Paris. Philharmonie. Salle Pierre Boulez. Dimanche 10 mars 2024
Les sonorités fluides, fines, scintillantes du London Symphony Orchestra dirigé par son ex-directeur musical Sir Simon Rattle ont éclairé de l’intérieur la symphonie la plus novatrice de Dimitri Chostakovitch, la Quatrième en ut mineur op. 43 qui valut tant de problèmes à son auteur de la part de la censure stalinienne. Ces particularités contrastant avec celles plus charnues et sombres du Gewandhausorchester entendu la semaine dernière dans Tchaikovski, ont sublimé le violon lumineux et aérien d’Isabelle Faust dans un Concerto de Johannes Brahms d’une radieuse beauté, particulièrement l’Adagio d’une ineffable poésie.
Venu le week-end dernier à la Philharmonie de Paris pour deux concerts aux programmes différents, le London Symphony Orchestra a associé dimanche l'Allemand Johannes Brahms et le Russe Dimitri Chostakovitch. A l’instar de la Première Symphonie composée trois ans auparavant, le Concerto pour violon et orchestre en ré majeur op. 77 est pour Johannes Brahms (1833-1897) un enfant de douleur. Cette partition procura en effet au compositeur maints désagréments, notamment de la part de son dédicataire, Joseph Joachim, qui le trouva injouable, obligeant son auteur à des modifications techniques, tandis que l’œuvre eut du mal à s’imposer. Il n’en émane pas moins un sentiment de plénitude, ponctuée de moments plus méditatifs, comme le mouvement lent. Pourtant, il ne s’y trouve rien de tragique et surtout pas une once de pathos, mais au contraire de l’héroïsme romantique et une radieuse sérénité. Jouant avec une maîtrise de son et d’archet impressionnante qui paraît incroyablement naturelle, Isabelle Faust a magnifié en toute liberté les ineffables beautés, nourries de soleil et d’allégresse. Simon Rattle et le London Symphony Orchestra se sont faits davantage que des partenaires du soliste, d’authentiques compagnons enveloppant de leurs timbres solaires un violon enchanteur pour brosser de concert une chatoyante symphonie concertante. Jouant de son magnifique Stradivarius de 1704 « La Belle au bois dormant », Isabelle Faust sert admirablement le chef-d’œuvre de Brahms de sonorités délicates et fluides exaltées par un jeu ample et serein au vibrato délié exaltant les longues phrases aux amples respirations de Brahms qui fusionnent magnifiquement avec les sonorités brillantes et claires du LSO. Difficile d’imaginer après une œuvre aussi exigeante et développée un quelconque bis...

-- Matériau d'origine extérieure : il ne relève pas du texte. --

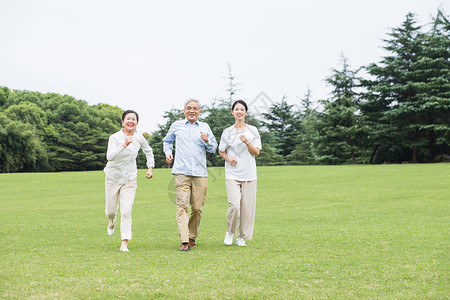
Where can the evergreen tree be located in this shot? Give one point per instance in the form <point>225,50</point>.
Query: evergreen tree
<point>338,129</point>
<point>393,107</point>
<point>284,123</point>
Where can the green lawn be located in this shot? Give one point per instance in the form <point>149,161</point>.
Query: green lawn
<point>321,232</point>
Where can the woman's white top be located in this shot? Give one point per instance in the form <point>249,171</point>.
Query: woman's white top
<point>121,165</point>
<point>245,169</point>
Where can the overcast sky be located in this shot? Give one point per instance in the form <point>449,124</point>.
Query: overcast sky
<point>152,55</point>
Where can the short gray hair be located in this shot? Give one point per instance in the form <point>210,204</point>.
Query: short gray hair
<point>192,100</point>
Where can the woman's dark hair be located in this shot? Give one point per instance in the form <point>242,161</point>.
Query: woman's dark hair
<point>241,102</point>
<point>130,112</point>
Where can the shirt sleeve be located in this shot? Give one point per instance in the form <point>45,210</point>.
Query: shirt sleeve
<point>168,140</point>
<point>257,143</point>
<point>223,145</point>
<point>211,145</point>
<point>114,148</point>
<point>148,152</point>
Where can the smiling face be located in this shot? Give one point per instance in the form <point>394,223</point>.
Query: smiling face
<point>239,112</point>
<point>192,111</point>
<point>129,122</point>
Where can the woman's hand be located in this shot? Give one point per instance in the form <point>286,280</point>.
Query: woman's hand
<point>204,136</point>
<point>232,161</point>
<point>149,173</point>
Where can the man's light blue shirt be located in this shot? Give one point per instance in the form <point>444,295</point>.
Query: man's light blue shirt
<point>190,152</point>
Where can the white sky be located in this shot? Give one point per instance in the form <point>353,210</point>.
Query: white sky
<point>152,55</point>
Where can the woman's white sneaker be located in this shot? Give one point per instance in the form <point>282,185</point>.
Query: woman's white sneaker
<point>240,242</point>
<point>228,239</point>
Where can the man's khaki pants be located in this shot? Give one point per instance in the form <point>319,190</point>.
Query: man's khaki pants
<point>190,190</point>
<point>126,193</point>
<point>242,203</point>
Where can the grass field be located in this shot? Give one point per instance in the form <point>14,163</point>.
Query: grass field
<point>321,232</point>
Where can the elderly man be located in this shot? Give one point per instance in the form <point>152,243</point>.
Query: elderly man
<point>192,138</point>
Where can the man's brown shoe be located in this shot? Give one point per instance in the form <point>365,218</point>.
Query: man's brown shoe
<point>185,247</point>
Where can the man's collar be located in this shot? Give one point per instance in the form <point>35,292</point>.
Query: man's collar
<point>187,121</point>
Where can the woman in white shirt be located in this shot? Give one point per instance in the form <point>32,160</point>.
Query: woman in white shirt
<point>239,145</point>
<point>121,173</point>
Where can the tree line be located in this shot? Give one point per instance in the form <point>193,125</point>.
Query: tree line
<point>391,111</point>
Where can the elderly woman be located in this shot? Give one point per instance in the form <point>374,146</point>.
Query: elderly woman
<point>239,145</point>
<point>121,173</point>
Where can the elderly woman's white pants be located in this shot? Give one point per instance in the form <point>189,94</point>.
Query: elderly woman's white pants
<point>125,192</point>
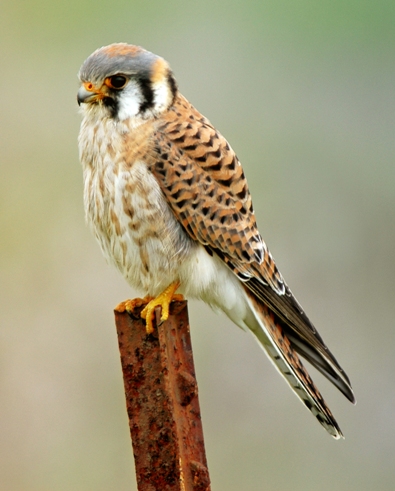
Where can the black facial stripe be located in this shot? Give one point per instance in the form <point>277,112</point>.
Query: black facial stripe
<point>148,94</point>
<point>112,104</point>
<point>172,84</point>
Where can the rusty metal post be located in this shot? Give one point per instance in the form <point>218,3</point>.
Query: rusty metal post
<point>162,402</point>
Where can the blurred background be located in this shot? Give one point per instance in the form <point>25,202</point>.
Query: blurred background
<point>304,91</point>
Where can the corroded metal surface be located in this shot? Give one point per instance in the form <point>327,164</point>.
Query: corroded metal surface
<point>162,402</point>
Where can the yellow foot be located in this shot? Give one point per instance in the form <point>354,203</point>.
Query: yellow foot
<point>163,300</point>
<point>130,305</point>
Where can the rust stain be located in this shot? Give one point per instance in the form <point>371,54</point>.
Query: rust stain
<point>162,400</point>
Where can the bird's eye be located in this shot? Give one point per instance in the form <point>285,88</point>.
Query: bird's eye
<point>116,82</point>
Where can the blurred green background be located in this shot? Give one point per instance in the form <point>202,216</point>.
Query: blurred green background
<point>304,91</point>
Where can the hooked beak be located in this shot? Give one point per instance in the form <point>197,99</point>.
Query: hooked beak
<point>87,93</point>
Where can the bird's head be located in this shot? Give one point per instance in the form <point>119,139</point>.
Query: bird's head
<point>123,81</point>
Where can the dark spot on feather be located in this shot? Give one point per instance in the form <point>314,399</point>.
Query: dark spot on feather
<point>181,203</point>
<point>176,194</point>
<point>208,250</point>
<point>190,148</point>
<point>216,154</point>
<point>225,182</point>
<point>179,139</point>
<point>216,167</point>
<point>242,194</point>
<point>232,165</point>
<point>307,403</point>
<point>245,255</point>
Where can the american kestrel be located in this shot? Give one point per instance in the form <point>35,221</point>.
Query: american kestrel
<point>167,199</point>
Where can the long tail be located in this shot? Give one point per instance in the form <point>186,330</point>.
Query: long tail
<point>281,351</point>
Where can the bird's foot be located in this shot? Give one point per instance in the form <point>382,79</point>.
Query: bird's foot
<point>163,300</point>
<point>130,305</point>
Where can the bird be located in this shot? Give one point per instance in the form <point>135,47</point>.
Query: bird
<point>168,201</point>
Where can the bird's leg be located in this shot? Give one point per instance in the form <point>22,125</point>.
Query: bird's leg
<point>163,300</point>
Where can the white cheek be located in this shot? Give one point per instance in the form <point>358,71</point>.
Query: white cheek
<point>129,101</point>
<point>161,96</point>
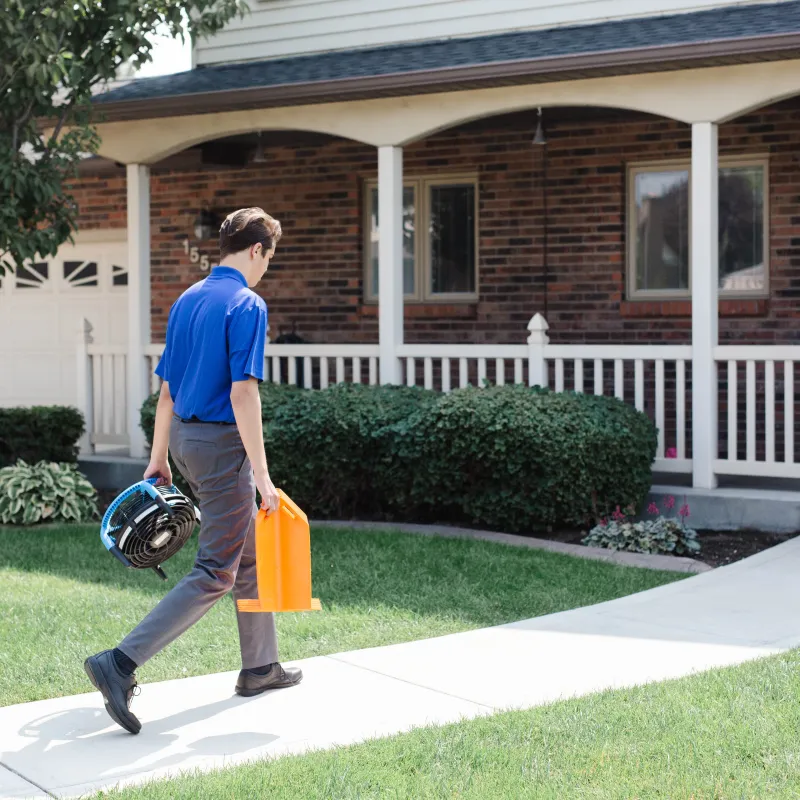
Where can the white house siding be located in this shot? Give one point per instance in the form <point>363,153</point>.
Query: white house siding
<point>281,28</point>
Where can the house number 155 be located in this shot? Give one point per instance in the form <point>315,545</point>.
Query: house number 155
<point>195,256</point>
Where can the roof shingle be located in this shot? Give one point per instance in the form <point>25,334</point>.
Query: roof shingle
<point>716,25</point>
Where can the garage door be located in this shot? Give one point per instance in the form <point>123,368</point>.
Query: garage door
<point>41,308</point>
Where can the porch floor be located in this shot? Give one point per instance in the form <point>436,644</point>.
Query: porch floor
<point>68,746</point>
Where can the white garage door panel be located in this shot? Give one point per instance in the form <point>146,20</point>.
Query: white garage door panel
<point>33,326</point>
<point>40,314</point>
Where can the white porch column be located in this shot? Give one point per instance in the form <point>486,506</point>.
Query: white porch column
<point>390,260</point>
<point>705,308</point>
<point>138,300</point>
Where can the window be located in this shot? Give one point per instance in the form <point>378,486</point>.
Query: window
<point>32,276</point>
<point>442,264</point>
<point>81,274</point>
<point>659,229</point>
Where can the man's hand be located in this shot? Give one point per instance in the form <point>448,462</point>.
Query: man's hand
<point>159,469</point>
<point>270,499</point>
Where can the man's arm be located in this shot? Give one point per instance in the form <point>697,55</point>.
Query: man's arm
<point>246,403</point>
<point>159,452</point>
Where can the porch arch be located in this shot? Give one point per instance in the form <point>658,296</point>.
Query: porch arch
<point>713,94</point>
<point>149,141</point>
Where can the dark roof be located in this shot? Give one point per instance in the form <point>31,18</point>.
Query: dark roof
<point>761,30</point>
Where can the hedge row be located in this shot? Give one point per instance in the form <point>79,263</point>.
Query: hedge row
<point>508,458</point>
<point>40,433</point>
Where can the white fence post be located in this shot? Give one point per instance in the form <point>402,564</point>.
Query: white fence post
<point>85,391</point>
<point>537,342</point>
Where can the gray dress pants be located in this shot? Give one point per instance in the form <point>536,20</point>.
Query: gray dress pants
<point>212,458</point>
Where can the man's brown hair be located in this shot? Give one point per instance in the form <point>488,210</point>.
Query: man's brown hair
<point>246,227</point>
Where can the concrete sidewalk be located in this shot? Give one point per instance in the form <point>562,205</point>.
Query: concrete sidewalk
<point>69,746</point>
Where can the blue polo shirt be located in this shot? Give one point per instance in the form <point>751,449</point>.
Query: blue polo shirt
<point>215,336</point>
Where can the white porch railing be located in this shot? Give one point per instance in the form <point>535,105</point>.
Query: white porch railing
<point>756,387</point>
<point>757,410</point>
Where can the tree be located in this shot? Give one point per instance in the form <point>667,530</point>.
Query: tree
<point>54,54</point>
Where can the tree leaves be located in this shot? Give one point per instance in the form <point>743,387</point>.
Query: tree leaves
<point>54,54</point>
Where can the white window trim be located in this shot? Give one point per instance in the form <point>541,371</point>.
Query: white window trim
<point>634,169</point>
<point>422,247</point>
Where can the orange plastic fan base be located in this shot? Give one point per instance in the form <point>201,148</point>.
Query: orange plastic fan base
<point>283,561</point>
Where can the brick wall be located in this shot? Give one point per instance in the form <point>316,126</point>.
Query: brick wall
<point>317,193</point>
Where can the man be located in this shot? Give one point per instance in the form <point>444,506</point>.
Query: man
<point>209,412</point>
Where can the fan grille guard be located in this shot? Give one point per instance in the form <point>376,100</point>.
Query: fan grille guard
<point>146,525</point>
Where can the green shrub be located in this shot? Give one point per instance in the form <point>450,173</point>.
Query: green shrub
<point>45,492</point>
<point>40,433</point>
<point>337,452</point>
<point>509,458</point>
<point>517,459</point>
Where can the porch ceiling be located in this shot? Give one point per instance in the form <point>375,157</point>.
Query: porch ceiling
<point>707,38</point>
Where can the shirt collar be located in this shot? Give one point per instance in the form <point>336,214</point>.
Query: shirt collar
<point>228,272</point>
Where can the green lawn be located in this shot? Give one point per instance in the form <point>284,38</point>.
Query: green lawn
<point>63,597</point>
<point>727,735</point>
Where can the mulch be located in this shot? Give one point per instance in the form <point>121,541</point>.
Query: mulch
<point>718,547</point>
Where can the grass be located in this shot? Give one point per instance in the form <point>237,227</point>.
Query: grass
<point>64,598</point>
<point>728,735</point>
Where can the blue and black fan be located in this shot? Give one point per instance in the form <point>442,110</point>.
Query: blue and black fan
<point>147,524</point>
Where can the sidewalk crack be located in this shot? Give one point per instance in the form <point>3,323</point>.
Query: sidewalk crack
<point>28,780</point>
<point>411,683</point>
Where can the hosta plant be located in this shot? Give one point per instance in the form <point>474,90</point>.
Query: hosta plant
<point>661,534</point>
<point>45,492</point>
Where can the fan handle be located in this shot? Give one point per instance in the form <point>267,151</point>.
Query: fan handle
<point>149,485</point>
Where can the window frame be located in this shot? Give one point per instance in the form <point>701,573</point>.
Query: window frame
<point>423,276</point>
<point>634,294</point>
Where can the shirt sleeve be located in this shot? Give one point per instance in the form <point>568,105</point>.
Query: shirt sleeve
<point>247,336</point>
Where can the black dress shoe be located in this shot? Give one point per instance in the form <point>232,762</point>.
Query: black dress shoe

Pourtant, le public de la Philharmonie n’a pas eu à insister longuement pour en obtenir un d’Isabelle Faust, que rien ne semble devoir fatiguer. Elle a choisi pour complément un Caprice de Charles-Auguste de Bériot (1802-1870), qui a conclu la première partie du concert dans un climat souriant de bon aloi.
Conçue en 1935-1936 avec la terreur stalinienne en toile de fond et la dénonciation dans la Pravda de son opéra Lady Macbeth du district de Mtsensk, la Symphonie n° 4 en ut mineur op. 43, l’une des plus longues nées de l’esprit de Dimitri Chostakovitch, est mue par une teneur autobiographique si prégnante que son auteur préféra la retirer prudemment de l’affiche, alors qu’elle en était déjà au stade des répétitions. Cette partition ne devait être sortie des tiroirs qu’un quart de siècle plus tard, Chostakovitch en confiant alors la création à l’Orchestre de la Philharmonie de Moscou dirigé par Kirill Kondrachine le 30 décembre 1961. De toutes les symphonies du compositeur russe, cette Quatrième est sans doute la plus conflictuelle et hallucinée, celle qui doit le plus à Gustav Mahler. Surtout l’ample finale, qui, aussi développé que le premier des trois - et non pas quatre - qui constituent la symphonie, contient en fait plusieurs mouvements en un seul, ouvert par une marche funèbre de caractère grotesque, avant de passer quasi sans transition à une valse sarcastique puis à un galop, pour s’effondrer enfin dans une atmosphère de désespoir extrême sur l’un des accords d’ut mineur les plus longuement tenus de l’histoire de la musique. Le LSO et Rattle ont brossé une Quatrième impressionnante de puissance et d’objectivité, humble et sensible, à la tête d’un orchestre virtuose, tout en nuances et en rutilances, marquant chaque intonation.